On-line Learning of Binary Lexical Relations Using Two-dimensional Weighted Majority Algorithms

We consider the problem of learning a certain type of lexical semantic knowledge that can be expressed as a binary relation between words, such as the so-called sub-categorization of verbs (a verb-noun relation) and the compound noun phrase relation (a noun-noun relation). Specifically, we view this problem as an on-line learning problem in the sense of Littlestone's learning model in which the learner's goal is to minimize the total number of prediction mistakes.

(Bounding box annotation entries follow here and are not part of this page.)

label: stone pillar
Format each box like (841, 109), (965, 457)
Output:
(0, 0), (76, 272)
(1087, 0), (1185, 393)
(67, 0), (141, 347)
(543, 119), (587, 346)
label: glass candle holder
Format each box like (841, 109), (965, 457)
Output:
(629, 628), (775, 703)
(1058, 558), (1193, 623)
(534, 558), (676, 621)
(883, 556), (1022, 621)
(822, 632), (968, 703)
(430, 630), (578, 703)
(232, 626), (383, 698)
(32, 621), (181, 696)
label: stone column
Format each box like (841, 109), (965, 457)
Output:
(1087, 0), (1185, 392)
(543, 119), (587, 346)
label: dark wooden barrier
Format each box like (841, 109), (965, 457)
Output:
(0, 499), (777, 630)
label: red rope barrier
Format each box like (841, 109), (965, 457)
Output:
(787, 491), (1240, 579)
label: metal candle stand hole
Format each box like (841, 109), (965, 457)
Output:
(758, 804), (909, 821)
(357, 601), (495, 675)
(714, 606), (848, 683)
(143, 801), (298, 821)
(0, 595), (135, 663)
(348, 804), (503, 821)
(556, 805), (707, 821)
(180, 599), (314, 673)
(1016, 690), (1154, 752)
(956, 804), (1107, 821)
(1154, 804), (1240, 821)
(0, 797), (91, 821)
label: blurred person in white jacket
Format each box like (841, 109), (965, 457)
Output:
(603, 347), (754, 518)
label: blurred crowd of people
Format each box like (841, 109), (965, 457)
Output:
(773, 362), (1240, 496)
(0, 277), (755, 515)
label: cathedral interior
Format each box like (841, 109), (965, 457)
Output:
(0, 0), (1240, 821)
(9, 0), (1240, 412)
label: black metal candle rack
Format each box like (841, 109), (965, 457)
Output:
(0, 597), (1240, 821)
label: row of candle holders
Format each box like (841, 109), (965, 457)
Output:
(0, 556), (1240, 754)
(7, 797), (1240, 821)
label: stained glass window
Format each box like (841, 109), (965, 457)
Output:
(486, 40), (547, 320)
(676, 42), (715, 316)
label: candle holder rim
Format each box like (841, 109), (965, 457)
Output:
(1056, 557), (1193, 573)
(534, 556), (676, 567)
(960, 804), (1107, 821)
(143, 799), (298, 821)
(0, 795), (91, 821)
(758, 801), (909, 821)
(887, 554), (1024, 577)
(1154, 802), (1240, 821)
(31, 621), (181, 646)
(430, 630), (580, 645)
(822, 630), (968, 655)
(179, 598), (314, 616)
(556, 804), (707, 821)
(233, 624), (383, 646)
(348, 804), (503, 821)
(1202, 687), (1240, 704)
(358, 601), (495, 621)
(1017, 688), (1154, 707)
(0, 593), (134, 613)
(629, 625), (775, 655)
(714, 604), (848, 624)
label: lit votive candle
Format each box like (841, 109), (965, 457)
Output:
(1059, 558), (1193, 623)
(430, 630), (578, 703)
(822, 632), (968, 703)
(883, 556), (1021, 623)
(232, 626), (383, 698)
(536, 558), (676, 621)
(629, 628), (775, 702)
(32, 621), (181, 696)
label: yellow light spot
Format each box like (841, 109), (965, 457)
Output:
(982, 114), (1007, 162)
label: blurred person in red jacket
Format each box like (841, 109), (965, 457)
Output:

In the computational learning theory literature, Goldman, Rivest and Schapire and subsequently Goldman and Warmuth have considered the on-line learning problem for binary relations R : X * Y -> {0, 1} in which one of the domain sets X can be partitioned into a relatively small number of types, namely clusters consisting of behaviorally indistinguishable members of X. In this paper, we extend this model and suppose that both of the sets X, Y can be partitioned into a small number of types, and propose a host of prediction algorithms which are two-dimensional extensions of Goldman and Warmuth's weighted majority type algorithm proposed for the original model. We apply these algorithms to the learning problem for the `compound noun phrase' relation, in which a noun is related to another just in case they can form a noun phrase together. Our experimental results show that all of our algorithms out-perform Goldman and Warmuth's algorithm. We also theoretically analyze the performance of one of our algorithms, in the form of an upper bound on the worst case number of prediction mistakes it makes.